The performance, with two TD passes each going to Wes Welker, Demaryius Thomas and Julius Thomas, was staggering on a surreal night. Neither aspect of the evening was lost on Manning.

Peyton Manning tied an NFL record with seven toughdown passes. (Dustin Bradford / Getty Images)

“Usually the Super Bowl champion gets to play at home. The fact that they were here, we knew it was a unique game,” Manning told ESPN. “I think the lightning delay was just kind of fitting. It was just a strange set of circumstances. You had the other team’s quarterback’s picture on your stadium. It’s not a normal game. We said the team prayer, and put our hands in and broke it down ‘Broncos on three’ three different times. Never had that happen before. … That lightning delay, we kept thinking it was time to start and we kept going back to sit down. It took us a while to get started.”

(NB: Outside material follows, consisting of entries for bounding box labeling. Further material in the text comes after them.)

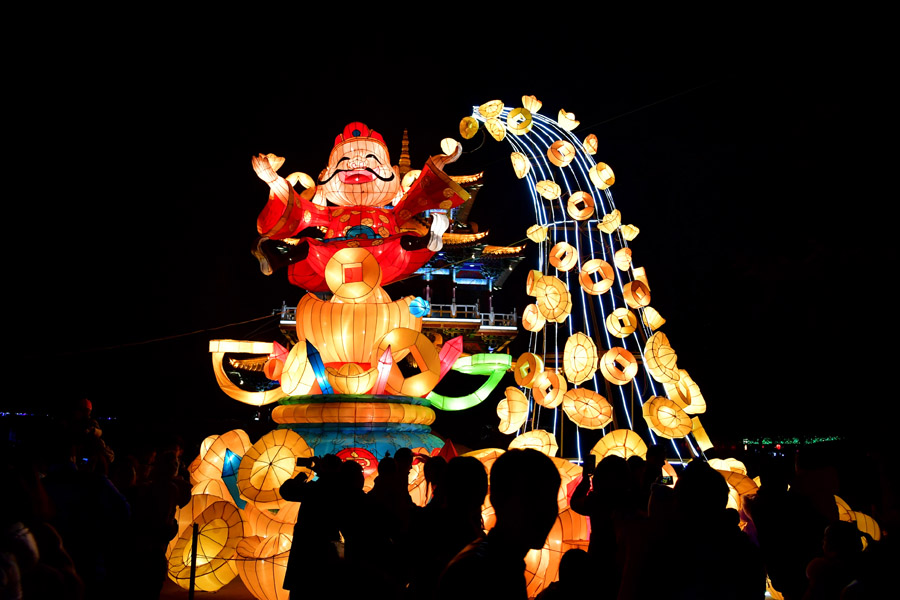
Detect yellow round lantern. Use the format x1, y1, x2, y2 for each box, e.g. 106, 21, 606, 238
459, 117, 478, 140
513, 352, 544, 387
588, 163, 616, 188
622, 281, 650, 308
566, 192, 594, 221
606, 307, 638, 338
522, 304, 547, 331
478, 100, 503, 119
550, 242, 578, 271
509, 152, 531, 179
613, 248, 631, 271
525, 225, 549, 244
484, 118, 506, 142
325, 248, 381, 302
578, 258, 616, 296
591, 429, 647, 463
642, 396, 693, 439
600, 346, 637, 385
538, 275, 572, 323
497, 386, 528, 434
547, 140, 575, 167
507, 429, 559, 456
531, 369, 568, 408
563, 388, 613, 429
506, 108, 534, 135
534, 179, 562, 200
597, 208, 622, 233
563, 332, 597, 385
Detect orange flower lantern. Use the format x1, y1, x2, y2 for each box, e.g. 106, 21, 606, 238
606, 307, 638, 338
563, 388, 613, 429
642, 396, 693, 439
600, 346, 637, 385
591, 429, 647, 463
566, 192, 594, 221
597, 208, 622, 233
547, 140, 575, 167
578, 258, 616, 296
550, 242, 578, 271
507, 429, 559, 456
513, 352, 544, 387
497, 386, 528, 434
563, 332, 597, 385
531, 369, 569, 408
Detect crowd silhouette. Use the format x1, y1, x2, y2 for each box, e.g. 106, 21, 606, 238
0, 401, 900, 600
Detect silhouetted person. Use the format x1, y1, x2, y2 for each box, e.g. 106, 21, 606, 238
436, 449, 560, 600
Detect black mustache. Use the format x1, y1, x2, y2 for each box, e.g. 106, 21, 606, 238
319, 167, 396, 185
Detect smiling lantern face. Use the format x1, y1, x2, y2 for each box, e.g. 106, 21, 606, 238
319, 126, 401, 206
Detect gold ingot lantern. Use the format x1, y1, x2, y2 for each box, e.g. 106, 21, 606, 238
588, 163, 616, 189
556, 109, 580, 131
600, 346, 637, 385
606, 307, 638, 338
522, 95, 544, 113
506, 108, 534, 135
597, 208, 622, 233
644, 331, 681, 384
563, 388, 613, 429
622, 281, 650, 308
641, 306, 666, 331
550, 242, 578, 271
478, 100, 503, 119
507, 429, 559, 456
613, 248, 631, 271
642, 396, 693, 439
509, 152, 531, 179
525, 225, 549, 244
484, 119, 506, 142
563, 332, 597, 385
513, 352, 544, 387
591, 429, 647, 463
547, 140, 575, 167
578, 258, 616, 296
522, 304, 547, 331
534, 179, 562, 200
538, 275, 572, 323
531, 369, 569, 408
566, 192, 594, 221
663, 369, 706, 415
459, 117, 478, 140
497, 386, 528, 435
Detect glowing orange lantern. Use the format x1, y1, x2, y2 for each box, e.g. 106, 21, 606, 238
642, 396, 693, 439
578, 258, 616, 296
550, 242, 578, 271
591, 429, 647, 463
547, 140, 575, 167
566, 192, 594, 221
597, 208, 622, 233
622, 281, 650, 308
600, 346, 637, 385
513, 352, 544, 387
531, 369, 568, 408
497, 386, 528, 434
563, 332, 597, 385
506, 108, 534, 135
563, 388, 613, 429
507, 429, 559, 456
606, 307, 638, 338
588, 163, 616, 188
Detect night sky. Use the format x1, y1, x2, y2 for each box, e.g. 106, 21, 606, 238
8, 24, 897, 454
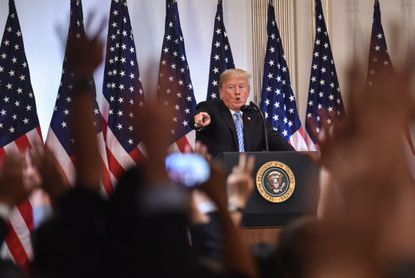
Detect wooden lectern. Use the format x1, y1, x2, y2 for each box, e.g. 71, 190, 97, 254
217, 152, 319, 243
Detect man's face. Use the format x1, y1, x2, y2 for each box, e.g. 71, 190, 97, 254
219, 77, 249, 111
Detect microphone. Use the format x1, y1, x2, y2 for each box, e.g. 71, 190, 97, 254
241, 101, 269, 152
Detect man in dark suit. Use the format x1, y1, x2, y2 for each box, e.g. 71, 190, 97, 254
194, 69, 294, 156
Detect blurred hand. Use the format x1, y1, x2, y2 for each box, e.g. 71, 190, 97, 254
226, 153, 255, 208
66, 21, 105, 78
0, 153, 31, 207
30, 144, 69, 201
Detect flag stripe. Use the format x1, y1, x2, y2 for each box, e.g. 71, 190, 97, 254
261, 1, 308, 151
6, 224, 29, 266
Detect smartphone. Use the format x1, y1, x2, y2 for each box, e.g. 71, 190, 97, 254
166, 153, 210, 187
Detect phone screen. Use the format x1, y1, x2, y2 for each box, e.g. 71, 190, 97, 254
166, 153, 210, 187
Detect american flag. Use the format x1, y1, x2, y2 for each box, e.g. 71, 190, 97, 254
46, 0, 112, 194
367, 0, 393, 85
102, 0, 144, 182
0, 0, 42, 266
306, 0, 345, 143
157, 0, 196, 151
206, 0, 235, 100
367, 0, 415, 155
261, 1, 308, 151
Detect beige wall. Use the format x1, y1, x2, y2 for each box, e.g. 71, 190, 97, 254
252, 0, 415, 124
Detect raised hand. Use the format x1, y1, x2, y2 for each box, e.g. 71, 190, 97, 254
0, 153, 32, 208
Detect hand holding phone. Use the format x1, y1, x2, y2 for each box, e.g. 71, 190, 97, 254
166, 153, 210, 187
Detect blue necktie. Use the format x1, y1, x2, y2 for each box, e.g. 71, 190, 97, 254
234, 112, 245, 152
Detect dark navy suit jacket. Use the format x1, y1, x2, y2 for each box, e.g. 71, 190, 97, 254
196, 100, 294, 156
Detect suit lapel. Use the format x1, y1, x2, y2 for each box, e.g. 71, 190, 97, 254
243, 112, 255, 151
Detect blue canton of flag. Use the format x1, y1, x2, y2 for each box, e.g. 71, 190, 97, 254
0, 0, 42, 266
0, 1, 40, 149
367, 0, 415, 156
261, 1, 308, 150
46, 0, 106, 188
367, 0, 393, 85
102, 0, 144, 178
206, 0, 235, 100
157, 0, 196, 151
306, 0, 345, 142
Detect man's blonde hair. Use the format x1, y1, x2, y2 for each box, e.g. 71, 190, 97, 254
219, 69, 251, 89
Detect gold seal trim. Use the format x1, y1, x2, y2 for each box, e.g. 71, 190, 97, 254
255, 161, 295, 203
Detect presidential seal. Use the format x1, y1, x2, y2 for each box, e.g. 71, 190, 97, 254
256, 161, 295, 203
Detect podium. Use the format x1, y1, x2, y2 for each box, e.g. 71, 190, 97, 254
217, 152, 319, 227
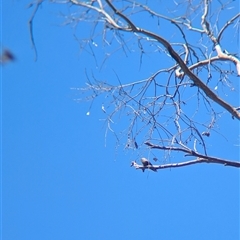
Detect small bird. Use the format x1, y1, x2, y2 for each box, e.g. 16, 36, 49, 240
141, 158, 152, 167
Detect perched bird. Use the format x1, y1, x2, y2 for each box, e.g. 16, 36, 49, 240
141, 158, 152, 167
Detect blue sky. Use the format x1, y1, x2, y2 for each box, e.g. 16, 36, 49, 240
1, 0, 240, 240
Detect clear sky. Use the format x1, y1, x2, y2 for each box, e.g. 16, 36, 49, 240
1, 0, 240, 240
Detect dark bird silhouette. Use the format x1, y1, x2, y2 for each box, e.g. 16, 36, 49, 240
141, 158, 152, 167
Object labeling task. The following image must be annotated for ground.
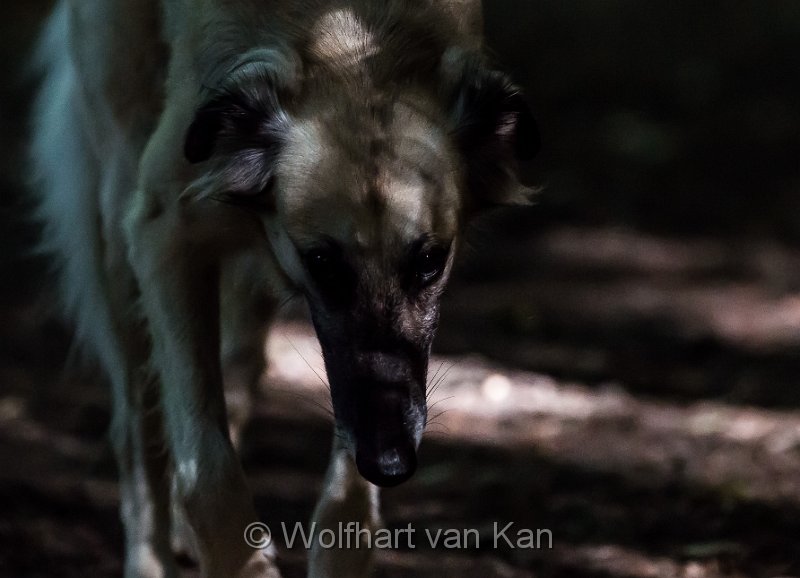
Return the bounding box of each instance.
[0,0,800,578]
[0,223,800,577]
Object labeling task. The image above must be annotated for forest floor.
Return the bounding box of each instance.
[0,223,800,578]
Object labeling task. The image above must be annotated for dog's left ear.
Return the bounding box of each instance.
[451,62,540,209]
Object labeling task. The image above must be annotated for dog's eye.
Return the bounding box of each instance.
[303,244,356,307]
[304,247,341,281]
[414,247,448,286]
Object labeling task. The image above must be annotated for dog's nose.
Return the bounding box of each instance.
[356,436,417,488]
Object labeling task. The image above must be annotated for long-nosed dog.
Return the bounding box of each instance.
[33,0,538,578]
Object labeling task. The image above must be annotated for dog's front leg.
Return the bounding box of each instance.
[308,437,380,578]
[126,112,278,578]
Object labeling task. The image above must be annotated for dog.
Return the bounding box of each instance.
[31,0,539,578]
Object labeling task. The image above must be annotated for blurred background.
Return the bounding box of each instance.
[0,0,800,578]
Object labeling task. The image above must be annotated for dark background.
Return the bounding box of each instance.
[0,0,800,577]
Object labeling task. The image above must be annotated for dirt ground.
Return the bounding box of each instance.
[0,224,800,577]
[0,1,800,578]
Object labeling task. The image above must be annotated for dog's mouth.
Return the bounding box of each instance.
[353,384,425,487]
[331,380,427,488]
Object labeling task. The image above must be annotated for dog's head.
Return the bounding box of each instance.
[185,15,538,486]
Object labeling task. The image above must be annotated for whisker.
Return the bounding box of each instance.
[283,332,331,391]
[428,395,455,411]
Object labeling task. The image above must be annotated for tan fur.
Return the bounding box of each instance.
[32,0,536,578]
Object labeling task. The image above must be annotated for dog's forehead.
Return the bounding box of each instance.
[309,8,378,68]
[278,101,460,249]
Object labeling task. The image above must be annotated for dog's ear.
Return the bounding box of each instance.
[451,61,540,209]
[183,83,283,204]
[183,86,279,163]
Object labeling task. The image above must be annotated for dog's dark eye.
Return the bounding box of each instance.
[303,245,356,307]
[304,247,342,282]
[414,247,448,286]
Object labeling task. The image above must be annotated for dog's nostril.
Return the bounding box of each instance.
[356,446,417,488]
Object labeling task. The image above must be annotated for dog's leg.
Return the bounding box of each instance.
[172,253,275,558]
[308,437,380,578]
[221,251,276,447]
[125,113,278,578]
[111,364,178,578]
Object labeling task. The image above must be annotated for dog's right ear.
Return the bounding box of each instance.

And once they did…good Lord. The TD passes were easy, “too easy,” ESPN’s Tedy Bruschi noted. But that’s everyone else’s problem, not the Broncos’.

“Who’s afraid now of that big, bad banner of Baltimore quarterback Joe Flacco that adorned Sports Authority Field at Mile High?,” the Denver Post’s Mike Kiszla crowed. “Just wondering: Do you think Elvis Dumervil wishes he had stayed with the Broncos?  No need to answer right away, Doom. Send us a fax when you get a chance.”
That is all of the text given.